SADDLEWORTH PARISH Councillors have refused to handover a decorative shield which is a key piece of a priceless ‘national treasure.’
The carved crest is thought to belong to the first state bed of King Henry VII and his bride, Elizabeth of York, dating back to 1486.
The unique bed currently features in an exhibition at Hever Castle but on a visit to Saddleworth the owner discovered the crest fixed to lintel above a door at Uppermill’s Library.
Saddleworth’s link to the crest dates to when the bed was bought in 1842 by antiquarian and architect George Shaw from Uppermill.
The bed inspired the exotic Tudor embellishment and decoration of his house, St Chad’s, which is now the Library on High Street.
And before disposing of the bed, Mr Shaw removed the crest from the canopy and placed it above the door to his parlour, where it has remained since.
Ian Coulson, the bed’s owner and a fourposter bed expert, asked the Parish Council to release the artefacts to appear in the exhibition ‘A bed of roses’ at Hever Castle Kent.
But the Council’s Conservation and Planning Committees say the crest should remain in the community.
“It is part of the story of George Shaw, who was responsible for the antique and Gothic appearance of St Chad’s,” they said.

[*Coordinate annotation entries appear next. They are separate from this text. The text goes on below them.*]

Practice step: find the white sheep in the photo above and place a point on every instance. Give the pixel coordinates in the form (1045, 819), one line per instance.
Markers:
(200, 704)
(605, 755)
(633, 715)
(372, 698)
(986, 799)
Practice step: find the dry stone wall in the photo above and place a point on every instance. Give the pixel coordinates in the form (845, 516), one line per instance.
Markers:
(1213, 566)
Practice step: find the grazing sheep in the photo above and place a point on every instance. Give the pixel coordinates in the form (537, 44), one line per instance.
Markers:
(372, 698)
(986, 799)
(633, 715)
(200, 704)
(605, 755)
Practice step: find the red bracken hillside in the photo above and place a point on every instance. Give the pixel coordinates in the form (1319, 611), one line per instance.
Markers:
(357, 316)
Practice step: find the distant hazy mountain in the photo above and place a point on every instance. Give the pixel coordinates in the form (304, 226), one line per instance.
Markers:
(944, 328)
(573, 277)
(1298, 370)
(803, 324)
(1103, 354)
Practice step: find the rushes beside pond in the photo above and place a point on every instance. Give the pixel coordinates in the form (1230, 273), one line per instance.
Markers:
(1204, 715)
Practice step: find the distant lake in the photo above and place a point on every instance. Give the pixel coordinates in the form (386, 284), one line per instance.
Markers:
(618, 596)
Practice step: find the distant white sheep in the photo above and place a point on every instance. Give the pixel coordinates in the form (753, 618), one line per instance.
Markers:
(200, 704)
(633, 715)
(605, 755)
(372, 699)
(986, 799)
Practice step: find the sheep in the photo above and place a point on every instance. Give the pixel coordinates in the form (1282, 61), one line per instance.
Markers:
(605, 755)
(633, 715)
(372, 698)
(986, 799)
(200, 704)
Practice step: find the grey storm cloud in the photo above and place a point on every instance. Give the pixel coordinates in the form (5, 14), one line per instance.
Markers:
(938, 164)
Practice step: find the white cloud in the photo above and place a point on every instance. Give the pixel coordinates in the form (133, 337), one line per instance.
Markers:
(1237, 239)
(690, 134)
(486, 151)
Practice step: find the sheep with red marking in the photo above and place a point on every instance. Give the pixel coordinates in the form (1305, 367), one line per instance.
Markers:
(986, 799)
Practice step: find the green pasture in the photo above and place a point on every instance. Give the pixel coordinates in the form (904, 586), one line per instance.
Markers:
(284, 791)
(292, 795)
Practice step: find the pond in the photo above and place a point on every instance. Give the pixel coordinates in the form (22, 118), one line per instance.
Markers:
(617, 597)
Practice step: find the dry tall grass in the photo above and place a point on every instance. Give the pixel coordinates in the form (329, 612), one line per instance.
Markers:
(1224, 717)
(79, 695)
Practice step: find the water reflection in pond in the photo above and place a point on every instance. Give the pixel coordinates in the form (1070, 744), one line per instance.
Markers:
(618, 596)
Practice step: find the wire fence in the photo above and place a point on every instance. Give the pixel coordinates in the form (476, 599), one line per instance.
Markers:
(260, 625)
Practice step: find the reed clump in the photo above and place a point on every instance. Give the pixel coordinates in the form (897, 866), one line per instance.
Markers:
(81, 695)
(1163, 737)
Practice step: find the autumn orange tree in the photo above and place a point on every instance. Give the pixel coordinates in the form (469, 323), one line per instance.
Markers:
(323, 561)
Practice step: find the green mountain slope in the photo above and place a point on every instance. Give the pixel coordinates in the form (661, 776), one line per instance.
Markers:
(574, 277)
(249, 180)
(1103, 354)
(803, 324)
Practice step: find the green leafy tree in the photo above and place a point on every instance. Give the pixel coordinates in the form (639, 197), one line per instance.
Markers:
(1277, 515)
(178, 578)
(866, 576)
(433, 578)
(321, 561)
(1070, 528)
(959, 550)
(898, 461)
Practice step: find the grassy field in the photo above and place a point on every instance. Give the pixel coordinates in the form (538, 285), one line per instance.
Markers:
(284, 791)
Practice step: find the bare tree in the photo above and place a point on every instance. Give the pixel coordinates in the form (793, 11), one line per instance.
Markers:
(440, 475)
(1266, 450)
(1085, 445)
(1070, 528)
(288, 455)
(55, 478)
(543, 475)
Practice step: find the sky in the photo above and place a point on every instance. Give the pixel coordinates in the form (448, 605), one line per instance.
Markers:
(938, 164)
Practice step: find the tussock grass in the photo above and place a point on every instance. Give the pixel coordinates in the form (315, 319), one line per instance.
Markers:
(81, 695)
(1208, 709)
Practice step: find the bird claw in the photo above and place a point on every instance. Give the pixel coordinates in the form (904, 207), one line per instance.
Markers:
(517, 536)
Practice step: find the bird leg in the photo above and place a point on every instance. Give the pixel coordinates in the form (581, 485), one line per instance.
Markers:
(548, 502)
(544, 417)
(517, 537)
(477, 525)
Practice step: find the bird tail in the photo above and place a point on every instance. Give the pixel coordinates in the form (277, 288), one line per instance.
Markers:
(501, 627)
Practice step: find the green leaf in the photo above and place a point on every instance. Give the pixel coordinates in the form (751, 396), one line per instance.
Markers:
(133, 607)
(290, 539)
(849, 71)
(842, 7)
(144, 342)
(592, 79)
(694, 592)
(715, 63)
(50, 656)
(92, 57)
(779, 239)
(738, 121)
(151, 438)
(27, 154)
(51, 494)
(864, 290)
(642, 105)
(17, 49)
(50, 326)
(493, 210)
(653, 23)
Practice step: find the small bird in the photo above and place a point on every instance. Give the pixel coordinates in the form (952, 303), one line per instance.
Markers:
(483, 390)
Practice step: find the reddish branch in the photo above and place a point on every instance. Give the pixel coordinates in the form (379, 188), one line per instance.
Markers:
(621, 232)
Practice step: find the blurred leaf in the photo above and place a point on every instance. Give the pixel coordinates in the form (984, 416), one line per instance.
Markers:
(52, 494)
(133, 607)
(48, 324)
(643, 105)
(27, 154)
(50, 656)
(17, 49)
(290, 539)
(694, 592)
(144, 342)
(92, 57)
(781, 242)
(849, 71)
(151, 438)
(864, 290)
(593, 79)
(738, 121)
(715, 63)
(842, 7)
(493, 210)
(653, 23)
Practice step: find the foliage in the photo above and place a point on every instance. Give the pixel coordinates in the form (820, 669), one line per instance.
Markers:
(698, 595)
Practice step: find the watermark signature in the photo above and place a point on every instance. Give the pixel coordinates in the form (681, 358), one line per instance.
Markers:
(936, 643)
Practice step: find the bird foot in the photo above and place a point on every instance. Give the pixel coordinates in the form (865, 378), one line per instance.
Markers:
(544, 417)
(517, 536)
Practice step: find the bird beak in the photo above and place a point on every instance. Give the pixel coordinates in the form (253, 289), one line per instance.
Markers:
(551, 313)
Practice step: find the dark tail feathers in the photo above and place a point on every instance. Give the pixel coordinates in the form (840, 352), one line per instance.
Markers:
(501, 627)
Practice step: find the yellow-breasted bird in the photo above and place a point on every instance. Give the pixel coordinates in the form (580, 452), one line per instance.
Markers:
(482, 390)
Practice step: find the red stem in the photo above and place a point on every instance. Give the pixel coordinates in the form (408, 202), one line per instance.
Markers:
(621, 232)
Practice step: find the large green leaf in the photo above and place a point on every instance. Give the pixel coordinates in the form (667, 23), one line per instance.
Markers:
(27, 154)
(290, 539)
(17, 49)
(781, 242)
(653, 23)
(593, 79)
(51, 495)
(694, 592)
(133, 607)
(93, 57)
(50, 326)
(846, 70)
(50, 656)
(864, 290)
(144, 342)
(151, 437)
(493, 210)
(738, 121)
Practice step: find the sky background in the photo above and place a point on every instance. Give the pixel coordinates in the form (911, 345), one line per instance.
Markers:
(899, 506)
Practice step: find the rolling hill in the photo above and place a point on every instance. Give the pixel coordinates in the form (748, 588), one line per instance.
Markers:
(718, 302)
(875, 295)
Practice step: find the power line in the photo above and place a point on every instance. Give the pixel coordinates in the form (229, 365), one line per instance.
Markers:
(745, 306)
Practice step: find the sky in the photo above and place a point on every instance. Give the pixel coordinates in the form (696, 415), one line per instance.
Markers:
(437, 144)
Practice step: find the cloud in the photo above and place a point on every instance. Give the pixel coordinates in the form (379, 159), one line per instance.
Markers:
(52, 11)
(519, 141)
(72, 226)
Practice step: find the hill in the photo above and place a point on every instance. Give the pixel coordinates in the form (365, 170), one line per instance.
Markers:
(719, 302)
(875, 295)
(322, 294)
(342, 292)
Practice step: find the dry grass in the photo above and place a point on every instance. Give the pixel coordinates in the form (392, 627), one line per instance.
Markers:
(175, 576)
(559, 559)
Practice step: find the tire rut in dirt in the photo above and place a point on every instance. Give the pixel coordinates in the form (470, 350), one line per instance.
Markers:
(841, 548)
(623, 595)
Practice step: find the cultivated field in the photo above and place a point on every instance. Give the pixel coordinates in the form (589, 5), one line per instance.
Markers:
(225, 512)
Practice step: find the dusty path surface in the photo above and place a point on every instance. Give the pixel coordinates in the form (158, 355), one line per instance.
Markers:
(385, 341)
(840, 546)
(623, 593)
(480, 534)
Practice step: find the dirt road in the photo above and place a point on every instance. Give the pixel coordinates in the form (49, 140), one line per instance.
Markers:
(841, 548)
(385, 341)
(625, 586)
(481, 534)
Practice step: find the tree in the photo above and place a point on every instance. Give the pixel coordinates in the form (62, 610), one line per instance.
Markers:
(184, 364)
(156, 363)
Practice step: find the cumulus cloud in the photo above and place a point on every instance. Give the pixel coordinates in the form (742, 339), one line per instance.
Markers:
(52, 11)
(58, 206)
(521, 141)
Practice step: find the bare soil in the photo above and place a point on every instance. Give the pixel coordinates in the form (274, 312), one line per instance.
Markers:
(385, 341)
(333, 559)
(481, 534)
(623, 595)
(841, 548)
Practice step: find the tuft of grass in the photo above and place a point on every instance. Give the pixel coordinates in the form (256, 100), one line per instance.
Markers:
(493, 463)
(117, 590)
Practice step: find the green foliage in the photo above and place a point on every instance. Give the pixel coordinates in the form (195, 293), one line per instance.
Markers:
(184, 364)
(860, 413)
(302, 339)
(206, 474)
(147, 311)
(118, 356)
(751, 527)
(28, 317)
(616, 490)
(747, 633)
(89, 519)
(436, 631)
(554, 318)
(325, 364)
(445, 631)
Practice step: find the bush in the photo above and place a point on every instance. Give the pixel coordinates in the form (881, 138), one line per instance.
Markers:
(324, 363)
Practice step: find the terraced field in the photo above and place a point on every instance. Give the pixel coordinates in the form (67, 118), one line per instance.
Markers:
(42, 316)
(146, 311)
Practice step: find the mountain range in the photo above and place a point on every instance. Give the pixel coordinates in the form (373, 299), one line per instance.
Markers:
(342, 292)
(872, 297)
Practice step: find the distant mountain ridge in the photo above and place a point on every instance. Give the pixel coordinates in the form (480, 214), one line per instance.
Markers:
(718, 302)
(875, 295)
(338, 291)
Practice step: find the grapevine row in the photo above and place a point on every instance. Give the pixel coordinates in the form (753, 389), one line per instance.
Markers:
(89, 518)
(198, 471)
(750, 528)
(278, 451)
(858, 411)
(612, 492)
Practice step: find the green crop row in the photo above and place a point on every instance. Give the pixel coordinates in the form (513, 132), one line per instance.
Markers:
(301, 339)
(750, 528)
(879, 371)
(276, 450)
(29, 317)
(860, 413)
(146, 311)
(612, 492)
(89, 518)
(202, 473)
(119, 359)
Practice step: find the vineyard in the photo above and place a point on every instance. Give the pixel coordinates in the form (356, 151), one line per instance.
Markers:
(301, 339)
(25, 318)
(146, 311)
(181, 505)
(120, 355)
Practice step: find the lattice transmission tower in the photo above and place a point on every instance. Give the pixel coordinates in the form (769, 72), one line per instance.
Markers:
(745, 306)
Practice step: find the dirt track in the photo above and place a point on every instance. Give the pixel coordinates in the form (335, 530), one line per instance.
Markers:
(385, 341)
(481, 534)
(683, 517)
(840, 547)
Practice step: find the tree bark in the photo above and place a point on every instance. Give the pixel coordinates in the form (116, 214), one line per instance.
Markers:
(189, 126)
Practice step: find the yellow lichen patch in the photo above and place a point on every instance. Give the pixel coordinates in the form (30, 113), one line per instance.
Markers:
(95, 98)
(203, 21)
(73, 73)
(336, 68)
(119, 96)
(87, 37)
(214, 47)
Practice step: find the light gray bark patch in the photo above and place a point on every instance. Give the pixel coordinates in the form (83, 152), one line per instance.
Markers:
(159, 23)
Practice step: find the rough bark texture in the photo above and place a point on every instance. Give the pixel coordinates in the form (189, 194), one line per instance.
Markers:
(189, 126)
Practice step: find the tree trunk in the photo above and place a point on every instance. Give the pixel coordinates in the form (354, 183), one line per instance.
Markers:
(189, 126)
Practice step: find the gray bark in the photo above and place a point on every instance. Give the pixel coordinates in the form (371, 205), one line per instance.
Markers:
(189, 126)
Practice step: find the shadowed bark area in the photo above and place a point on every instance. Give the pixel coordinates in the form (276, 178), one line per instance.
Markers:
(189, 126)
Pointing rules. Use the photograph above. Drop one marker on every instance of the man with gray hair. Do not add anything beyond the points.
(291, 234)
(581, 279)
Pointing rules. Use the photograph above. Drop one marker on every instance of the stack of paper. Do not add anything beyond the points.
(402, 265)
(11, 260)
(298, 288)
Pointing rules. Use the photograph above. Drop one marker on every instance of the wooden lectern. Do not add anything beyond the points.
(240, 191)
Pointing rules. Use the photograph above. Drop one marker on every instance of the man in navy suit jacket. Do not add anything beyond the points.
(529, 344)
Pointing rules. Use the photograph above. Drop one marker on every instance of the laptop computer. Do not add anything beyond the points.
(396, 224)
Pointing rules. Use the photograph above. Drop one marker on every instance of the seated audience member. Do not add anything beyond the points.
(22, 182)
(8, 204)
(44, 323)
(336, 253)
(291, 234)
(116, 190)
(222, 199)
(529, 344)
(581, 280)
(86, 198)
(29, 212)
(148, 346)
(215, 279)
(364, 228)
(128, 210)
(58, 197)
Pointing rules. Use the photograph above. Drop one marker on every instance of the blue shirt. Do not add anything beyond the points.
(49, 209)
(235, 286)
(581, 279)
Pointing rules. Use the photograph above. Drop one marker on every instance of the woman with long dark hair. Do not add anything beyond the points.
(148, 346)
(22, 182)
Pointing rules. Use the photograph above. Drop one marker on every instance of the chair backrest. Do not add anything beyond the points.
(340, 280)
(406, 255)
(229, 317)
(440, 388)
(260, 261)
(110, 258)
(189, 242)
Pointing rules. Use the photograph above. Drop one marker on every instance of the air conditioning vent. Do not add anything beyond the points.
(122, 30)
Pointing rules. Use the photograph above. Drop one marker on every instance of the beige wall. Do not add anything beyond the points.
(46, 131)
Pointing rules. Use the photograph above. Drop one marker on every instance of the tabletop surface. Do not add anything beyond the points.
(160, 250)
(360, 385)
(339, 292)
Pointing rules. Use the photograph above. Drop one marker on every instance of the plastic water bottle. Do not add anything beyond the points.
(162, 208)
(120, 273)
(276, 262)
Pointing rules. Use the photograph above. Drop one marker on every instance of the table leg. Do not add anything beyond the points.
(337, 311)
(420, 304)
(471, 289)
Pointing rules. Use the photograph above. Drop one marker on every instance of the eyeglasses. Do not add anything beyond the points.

“The bed inspired much of the carving in the building and Mr Shaw’s retention of this component adds much to the historic importance of this surviving Grade Two listed building.”
They added: “A better solution would be to keep the artefact in its existing position and produce a faithful copy, with the necessary additions, which can be reunited with the original bed.”
But Mr Coulson, who bought the bed in an auction several years ago for £2,200, said: “I’m deeply disappointed.
“The bed is an artefact of the greatest historic and cultural importance and can correctly deemed a national treasure.
“We have gone to great lengths to display the bed at Hever Castle as it would have been seen against the wall of the Painted Chamber.
“The shape, size and content of the royal crest is a critical pin in this visual and intellectual presentation.
“I cannot comprehend the logic to refuse the request to display the royal crest correctly for the nation.
“I shall appeal against this recommendation and hope that common sense will prevail.”
Cllr Mike Buckley, History expert and chair of the Conservation Committee, said: “Research reveals the bed is a genuine Tudor relic and most probably the actual marriage bed made for Henry VII in 1486.
“The request to reunite the panel with the original bed is a difficult decision. The panel has enormous local heritage value.
“On the other hand, a case can be made it rightly belongs on the original bed, an amazing survival of national historic and heritage significance.”
Dr Jonathan Foyle will be giving a lecture on the Tudor bed and its history as part of the Saddleworth Festival of the Arts.
“George Shaw of Saddleworth, the Man who Unwittingly Rescued a Royal Treasure, ” takes place on Saturday, June 13 at Saddleworth Museum, 2pm.
Tickets cost £10 from Saddleworth Museum or the Saddleworth Festival Ticket Office.